Moved from the ML:
As the last change in my extload series, here are 3 squashed (WIP) patches
to actually form extloads on vector types.
They used to be disabled, because "None of the supported targets knows
how to perform load and sign extend on vectors in one instruction."
The first part enables the combine on legal vectors, but hides it
behind a profitability callback.
For instance, on ARM, several instructions have folded extload forms,
so it's not always beneficial to create an extload node (and trying to
match extloads is a whole 'nother can of worms).
The second part adds a combine to fold s/zextloads of illegal
(splittable) vector types, to replace it directly by multiple smaller
extloads. I'm not a big fan of this kind of pseudo-legalization in
combines.

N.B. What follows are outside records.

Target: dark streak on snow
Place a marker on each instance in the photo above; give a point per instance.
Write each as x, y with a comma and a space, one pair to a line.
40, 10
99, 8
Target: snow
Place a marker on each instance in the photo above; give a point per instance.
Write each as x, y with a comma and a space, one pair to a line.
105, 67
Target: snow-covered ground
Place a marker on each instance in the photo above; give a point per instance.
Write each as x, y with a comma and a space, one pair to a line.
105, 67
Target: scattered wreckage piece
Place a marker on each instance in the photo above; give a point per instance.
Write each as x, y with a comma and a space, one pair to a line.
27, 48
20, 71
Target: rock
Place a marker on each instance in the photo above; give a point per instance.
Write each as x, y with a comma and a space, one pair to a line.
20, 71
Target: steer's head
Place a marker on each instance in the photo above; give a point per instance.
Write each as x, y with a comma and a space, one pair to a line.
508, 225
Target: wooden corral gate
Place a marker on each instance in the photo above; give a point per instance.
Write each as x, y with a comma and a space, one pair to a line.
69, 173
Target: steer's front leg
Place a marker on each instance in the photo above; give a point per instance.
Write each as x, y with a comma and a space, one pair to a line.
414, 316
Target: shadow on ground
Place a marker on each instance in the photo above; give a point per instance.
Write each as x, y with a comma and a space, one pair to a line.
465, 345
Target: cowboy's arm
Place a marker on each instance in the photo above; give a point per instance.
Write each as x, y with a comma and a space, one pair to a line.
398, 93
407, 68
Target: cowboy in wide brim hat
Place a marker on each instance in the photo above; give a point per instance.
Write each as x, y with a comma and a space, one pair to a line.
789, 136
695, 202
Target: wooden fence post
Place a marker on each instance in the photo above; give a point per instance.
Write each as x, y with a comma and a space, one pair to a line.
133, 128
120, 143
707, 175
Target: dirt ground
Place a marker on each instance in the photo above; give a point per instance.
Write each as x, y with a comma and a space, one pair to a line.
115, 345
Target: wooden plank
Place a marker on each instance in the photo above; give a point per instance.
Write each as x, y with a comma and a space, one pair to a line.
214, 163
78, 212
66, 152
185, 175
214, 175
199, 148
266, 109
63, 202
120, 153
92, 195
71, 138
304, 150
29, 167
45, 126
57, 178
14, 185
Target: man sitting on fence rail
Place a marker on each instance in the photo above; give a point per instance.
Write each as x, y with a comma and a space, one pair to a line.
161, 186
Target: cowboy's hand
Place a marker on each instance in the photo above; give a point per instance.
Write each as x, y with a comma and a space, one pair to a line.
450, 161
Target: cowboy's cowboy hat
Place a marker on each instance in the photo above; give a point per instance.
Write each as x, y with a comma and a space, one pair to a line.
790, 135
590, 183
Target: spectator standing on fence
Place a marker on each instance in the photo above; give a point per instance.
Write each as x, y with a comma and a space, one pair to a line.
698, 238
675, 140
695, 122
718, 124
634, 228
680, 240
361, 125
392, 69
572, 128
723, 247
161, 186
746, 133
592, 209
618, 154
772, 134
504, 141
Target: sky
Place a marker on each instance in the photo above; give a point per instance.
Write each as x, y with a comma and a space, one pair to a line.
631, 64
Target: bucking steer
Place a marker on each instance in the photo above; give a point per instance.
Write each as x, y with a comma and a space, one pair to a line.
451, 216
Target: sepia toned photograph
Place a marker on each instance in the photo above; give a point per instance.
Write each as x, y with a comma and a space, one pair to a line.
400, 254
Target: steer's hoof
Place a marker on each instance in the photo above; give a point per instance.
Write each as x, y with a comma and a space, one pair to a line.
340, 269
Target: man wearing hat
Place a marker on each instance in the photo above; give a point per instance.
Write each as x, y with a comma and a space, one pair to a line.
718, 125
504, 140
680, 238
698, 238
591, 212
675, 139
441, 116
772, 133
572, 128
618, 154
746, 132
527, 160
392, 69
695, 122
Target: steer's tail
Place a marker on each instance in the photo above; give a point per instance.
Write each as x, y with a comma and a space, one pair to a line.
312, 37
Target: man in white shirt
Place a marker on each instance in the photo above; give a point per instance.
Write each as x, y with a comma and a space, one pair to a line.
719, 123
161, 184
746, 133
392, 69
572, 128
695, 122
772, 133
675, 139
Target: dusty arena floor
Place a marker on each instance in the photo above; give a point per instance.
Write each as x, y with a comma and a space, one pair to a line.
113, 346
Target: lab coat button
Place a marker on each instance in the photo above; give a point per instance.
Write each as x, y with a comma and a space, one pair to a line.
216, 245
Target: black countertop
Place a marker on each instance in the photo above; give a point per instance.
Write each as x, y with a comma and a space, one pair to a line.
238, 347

However, I tried the alternative: form illegal extloads, and
later try to split them up, but then, you sometimes generate extloads
that can't be split up, but have a valid ext+load expansion. At
vector-op legalization time, it's too late to generate this kind of
thing, so you end up forced to scalarize. It's better to just avoid
creating egregiously illegal nodes.
Finally, the last part enables this all, unconditionally, on X86.
Note that the splitting combine is happy with "custom" extloads. As
is, this bypasses the actual custom lowering, and just unrolls the
extload. But from what I've seen, this is still much better than the
current custom lowering, which does some kind of unrolling at the end
anyway (see for instance load_sext_4i8_to_4i64 on SSE2, and the added
Also note that there's a regression in widen_load-2.ll, where
we can no longer fold the load. I'll look into that later.
Anyway: as can be seen from the nice testcase cleanups, there's
something to be done here. The combines feel a bit dirty, but I don't
see a better alternative. Finally, I didn't see changes on the
testsuite (SSE2 X86-64, I'll try SSE4.1 and AVX2 as well.)
P.S.: I squashed all three because I don't think it makes it harder to
review, just longer. The three changes are nicely isolated, and will
be committed separately. I'll split into 3 threads if desired.
Depends on D6533.